Di risposta le diedi un’ultima lenta e golosa leccata e poi, delicatamente la adagiai sul divano alla mia sinistra. Lei si raggomitolò e chiuse gli occhi. Roberta si passò una mano tra i capelli e si distese su di me, poggiando la testa al mio petto. Istintivamente la abbracciai e mi inebriai del profumo dei suoi capelli.
< È stato incredibile! >.
Una voce ruppe il silenzio di quel momento di pace, dopo il caotico turbinio dei corpi. Una voce maschile, per l’esattezza.
Guardai alla mia destra, incapace di provare paura, e vidi Fabian semi-seduto che ci guardava. Non aveva le mutande e si accarezzava il membro riverso sul suo addome.
< Perdonami! Non mi era mai successo prima… > cercai di farfugliare < Non avrei dovuto!>.
Lui allungò l’altra mano verso di me, la poggiò sulla mia spalla e disse: < Dopo ci sarà tempo per parlare. Ora riprendetevi un attimo >.
Roberta delicatamente mi lasciò uscire da lei, per poi andare ad accoccolarsi accanto ad Anna.
Io cercai a tentoni quel che restava delle coperte e Fabian, vista la mia difficoltà, me ne passò una. Mi puntellai con i gomiti e goffamente mi tirai su. Coprii le ragazze e, guardando Fabian negli occhi, andai in bagno a cercare di rinfrescarmi.
Non c’era odio nel suo sguardo, pensai, guardandomi nudo davanti allo specchio mentre mi lavavo la faccia. Sicuramente me l’avrebbe fatta pagare in qualche modo, ma magari gli anni di amicizia avrebbero influito. Certo sarebbe stato un enorme peccato perdere il bel rapporto che avevamo creato, così ben collaudato nel tempo, ma quella esperienza? Quella esperienza era valsa la pena? Probabilmente no, se la conseguenza diretta sarebbe stata allontanarmi dalla propria vita.

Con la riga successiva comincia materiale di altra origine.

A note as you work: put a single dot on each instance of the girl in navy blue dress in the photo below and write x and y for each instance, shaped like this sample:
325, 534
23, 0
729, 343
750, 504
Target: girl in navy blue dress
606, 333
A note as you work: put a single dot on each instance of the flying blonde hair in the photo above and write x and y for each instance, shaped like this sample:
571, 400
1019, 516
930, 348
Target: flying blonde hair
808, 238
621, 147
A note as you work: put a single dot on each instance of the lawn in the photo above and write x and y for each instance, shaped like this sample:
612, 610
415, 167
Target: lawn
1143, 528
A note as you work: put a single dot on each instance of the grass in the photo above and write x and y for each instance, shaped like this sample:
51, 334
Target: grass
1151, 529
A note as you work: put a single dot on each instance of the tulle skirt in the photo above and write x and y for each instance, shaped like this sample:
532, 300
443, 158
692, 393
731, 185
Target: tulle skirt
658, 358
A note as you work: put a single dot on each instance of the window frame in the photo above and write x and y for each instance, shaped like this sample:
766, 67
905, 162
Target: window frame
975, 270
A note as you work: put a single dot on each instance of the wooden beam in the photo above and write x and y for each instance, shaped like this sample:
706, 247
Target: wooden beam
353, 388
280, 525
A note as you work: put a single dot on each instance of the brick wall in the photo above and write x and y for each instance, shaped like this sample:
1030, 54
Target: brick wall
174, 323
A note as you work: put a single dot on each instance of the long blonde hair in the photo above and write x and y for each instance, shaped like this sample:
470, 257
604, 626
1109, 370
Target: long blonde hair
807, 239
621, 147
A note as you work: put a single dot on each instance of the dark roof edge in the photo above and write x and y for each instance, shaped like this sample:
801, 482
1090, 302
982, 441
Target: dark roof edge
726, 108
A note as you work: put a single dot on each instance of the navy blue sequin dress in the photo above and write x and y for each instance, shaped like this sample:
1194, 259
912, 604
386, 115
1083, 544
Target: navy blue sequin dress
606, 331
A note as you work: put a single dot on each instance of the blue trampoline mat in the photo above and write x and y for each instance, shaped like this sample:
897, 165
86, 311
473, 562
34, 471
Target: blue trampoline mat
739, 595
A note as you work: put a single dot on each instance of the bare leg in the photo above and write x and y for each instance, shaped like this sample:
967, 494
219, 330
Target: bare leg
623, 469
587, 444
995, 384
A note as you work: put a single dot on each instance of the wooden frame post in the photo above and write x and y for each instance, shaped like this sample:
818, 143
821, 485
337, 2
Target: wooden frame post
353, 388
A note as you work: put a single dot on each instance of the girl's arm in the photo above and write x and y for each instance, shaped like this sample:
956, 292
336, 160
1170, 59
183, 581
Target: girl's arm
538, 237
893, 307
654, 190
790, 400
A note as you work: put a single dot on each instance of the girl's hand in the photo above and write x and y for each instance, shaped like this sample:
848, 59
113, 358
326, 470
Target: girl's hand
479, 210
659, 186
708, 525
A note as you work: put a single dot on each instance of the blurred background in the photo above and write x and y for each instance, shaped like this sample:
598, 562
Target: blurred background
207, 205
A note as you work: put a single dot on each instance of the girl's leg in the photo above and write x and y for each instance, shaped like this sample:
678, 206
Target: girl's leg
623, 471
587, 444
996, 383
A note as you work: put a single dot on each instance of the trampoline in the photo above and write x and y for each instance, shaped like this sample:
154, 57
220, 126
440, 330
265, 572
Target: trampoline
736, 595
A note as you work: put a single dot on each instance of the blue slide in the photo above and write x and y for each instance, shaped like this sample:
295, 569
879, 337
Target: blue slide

Asciugandomi alla fioca luce dello specchio, notai sul viso i segni della stretta delle gambe di Anna e sorrisi. E di nuovo, come un mantra, nella mia testa prese corpo una frase: che sta succedendo? I ragazzi di sopra, la storia delle camere invertite, il bagno. Il pomeriggio al lago. Questa cugina di cui non ricordavo l’esistenza. E ANNA! C’era sicuramente stata della chimica tra noi, da sempre, ma era nella mia natura! Ho sempre avuto amiche donne, le preferivo, ma non mi aspettavo sicuramente di arrivare a tanto… E soprattutto davanti al fidanzato!
Mi misi l’asciugamani in vita, spensi la luce e tornai di là, tra le note finali del Waltz No.2.